Я сказал заготовленную фразу, упрощая тоном её возвышенность, но это
именно то, что я чувствовал:
— Доводится мне прикоснуться к доброй старой литературе. Так пустыня и мрак — пройдены!
Ответила:
— Это возвышенно звучит, а на самом деле всё умеют исковеркать....
Так что, встретясь несколько раз, мы с А.А. в главном — как бы помянули друг друга
***********
«ОНА — ОТ НАЧАЛА СОВЕРШЕНСТВО».
Может быть, на впечатление моё повлияло и то, что я читал её сразу вослед Пастернаку. И от этого: как будто вернулся на родину. Пастернак кипуче
работает над стихом, и чтенье его — тоже большая работа. Ахматова льётся — как если б мы её стихи знали отроду, ещё и не читав.
Она — от начала совершенство, от самых первых-первых молодых стихов
1909 года.
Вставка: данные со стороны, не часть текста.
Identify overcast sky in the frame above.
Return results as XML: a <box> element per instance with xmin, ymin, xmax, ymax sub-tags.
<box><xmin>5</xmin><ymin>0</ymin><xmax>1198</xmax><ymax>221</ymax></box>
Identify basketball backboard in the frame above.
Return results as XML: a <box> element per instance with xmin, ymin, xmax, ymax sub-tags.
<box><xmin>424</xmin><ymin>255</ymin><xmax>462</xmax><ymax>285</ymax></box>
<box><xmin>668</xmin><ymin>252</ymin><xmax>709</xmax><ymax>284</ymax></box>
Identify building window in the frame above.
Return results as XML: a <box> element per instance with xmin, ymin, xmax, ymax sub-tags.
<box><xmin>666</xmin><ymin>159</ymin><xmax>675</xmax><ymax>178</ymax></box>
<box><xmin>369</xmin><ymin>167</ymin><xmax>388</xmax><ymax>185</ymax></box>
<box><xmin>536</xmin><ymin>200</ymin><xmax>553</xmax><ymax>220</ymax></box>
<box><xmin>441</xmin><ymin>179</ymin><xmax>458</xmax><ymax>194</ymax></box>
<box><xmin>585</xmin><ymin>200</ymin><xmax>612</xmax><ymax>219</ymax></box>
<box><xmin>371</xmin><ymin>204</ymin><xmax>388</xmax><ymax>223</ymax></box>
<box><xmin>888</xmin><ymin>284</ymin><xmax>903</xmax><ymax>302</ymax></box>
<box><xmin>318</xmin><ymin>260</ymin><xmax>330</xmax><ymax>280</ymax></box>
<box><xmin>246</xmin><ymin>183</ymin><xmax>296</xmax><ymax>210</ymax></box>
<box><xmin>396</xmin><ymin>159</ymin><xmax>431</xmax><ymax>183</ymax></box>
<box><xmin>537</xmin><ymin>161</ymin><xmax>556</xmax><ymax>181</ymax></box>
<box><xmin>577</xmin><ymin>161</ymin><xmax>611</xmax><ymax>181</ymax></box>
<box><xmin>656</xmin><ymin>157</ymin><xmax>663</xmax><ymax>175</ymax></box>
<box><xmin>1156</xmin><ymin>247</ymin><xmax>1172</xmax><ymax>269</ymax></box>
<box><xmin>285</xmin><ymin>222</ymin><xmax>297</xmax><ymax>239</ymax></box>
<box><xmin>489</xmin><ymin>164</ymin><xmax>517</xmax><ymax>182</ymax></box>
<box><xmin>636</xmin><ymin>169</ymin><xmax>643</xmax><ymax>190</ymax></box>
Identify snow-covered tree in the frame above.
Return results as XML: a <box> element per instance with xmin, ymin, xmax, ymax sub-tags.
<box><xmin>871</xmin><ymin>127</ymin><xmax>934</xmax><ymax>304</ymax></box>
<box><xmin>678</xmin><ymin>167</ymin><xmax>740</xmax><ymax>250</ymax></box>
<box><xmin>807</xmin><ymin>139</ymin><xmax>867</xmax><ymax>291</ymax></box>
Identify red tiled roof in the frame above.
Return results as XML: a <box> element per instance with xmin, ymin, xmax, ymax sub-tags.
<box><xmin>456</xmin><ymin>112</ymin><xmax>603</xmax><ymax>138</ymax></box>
Какой лаконизм и скупость на слова, ничего лишнего — и сколько же чувства! Какая интимность, задушевность— и во многих стихах подряд.
1911: «Я тоже мраморною стану» — и сбылось. И долго: в ряду её стихов нет такого, который не хотелось бы выделить: ах, хорошо! ах, отлично! Не находишься сделать замечания, потому что стихи не сделаны, не рукотворны. И какая афористичность: никаким ненужным словом не засорённые строчки так и просятся запомнить их. Всегда — чёткий рисунок чувства, выраженный лаконично и простейшими словами. Какая простота средств! Уверенное властное чувство и звук — и никакой нарочитой метафоричности, поиска образов. Редко-редко встретится:
Слаб голос мой, но воля не слабеет,
Мне даже легче стало без любви.
Высоко небо, горный ветер веет
И непорочны помыслы мои.
Ушла к другим бессонница-сиделка,
Я не томлюсь над серою золой,
И башенных часов кривая стрелка
Смертельной мне не кажется стрелой.
Как прошлое над сердцем власть теряет!
Освобожденье близко. Все прощу.
Следя, как луч взбегает и сбегает
По влажному весеннему плющу. АННА АХМАТОВА
Вместо всяких метафор у неё — точно найденные эмоциональные детали. Например, «Смятение» в «Чётках». И все же стихи — по 8, 12 строк. Знаменитая
её перчатка с левой руки, надетая на правую. («Песня последней встречи».)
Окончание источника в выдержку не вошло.